Convergent Evolution: How Different Language Models Learn Similar Number Representations

arXiv cs.CL / 4/23/2026

💬 OpinionIdeas & Deep AnalysisModels & Research

Key Points

  • The paper finds that many text-trained language models represent numbers using periodic features with dominant periods at T=2, 5, and 10.
  • It identifies a two-level hierarchy: while many model families learn Fourier-domain “period-T” spike features, only some also learn geometrically separable features that enable linear classification of numbers mod-T.
  • The authors prove that Fourier-domain sparsity is necessary but not sufficient for achieving mod-T geometric separability, explaining why models converge on similar periodic signals yet differ in classification structure.
  • Experiments show that data, architecture, optimizer, and tokenizer jointly determine whether geometrically separable features emerge, with two main training routes to acquire them: (1) complementary co-occurrence signals in language data and (2) multi-token addition-style problems.
  • Overall, the work frames this as “convergent evolution” in feature learning, where different model types arrive at similar underlying number representations via different signals.

Abstract

Language models trained on natural text learn to represent numbers using periodic features with dominant periods at T=2, 5, 10. In this paper, we identify a two-tiered hierarchy of these features: while Transformers, Linear RNNs, LSTMs, and classical word embeddings trained in different ways all learn features that have period-T spikes in the Fourier domain, only some learn geometrically separable features that can be used to linearly classify a number mod-T. To explain this incongruity, we prove that Fourier domain sparsity is necessary but not sufficient for mod-T geometric separability.

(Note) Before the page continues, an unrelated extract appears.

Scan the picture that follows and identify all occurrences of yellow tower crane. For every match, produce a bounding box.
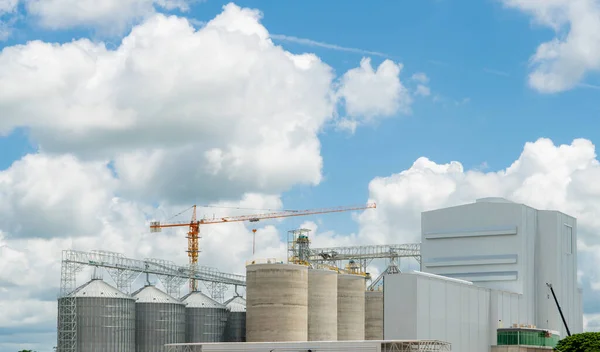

Empirically, we investigate when model training yields geometrically separable features, finding that the data, architecture, optimizer, and tokenizer all play key roles. In particular, we identify two different routes through which models can acquire geometrically separable features: they can learn them from complementary co-occurrence signals in general language data, including text-number co-occurrence and cross-number interaction, or from multi-token (but not single-token) addition problems. Overall, our results highlight the phenomenon of convergent evolution in feature learning: A diverse range of models learn similar features from different training signals.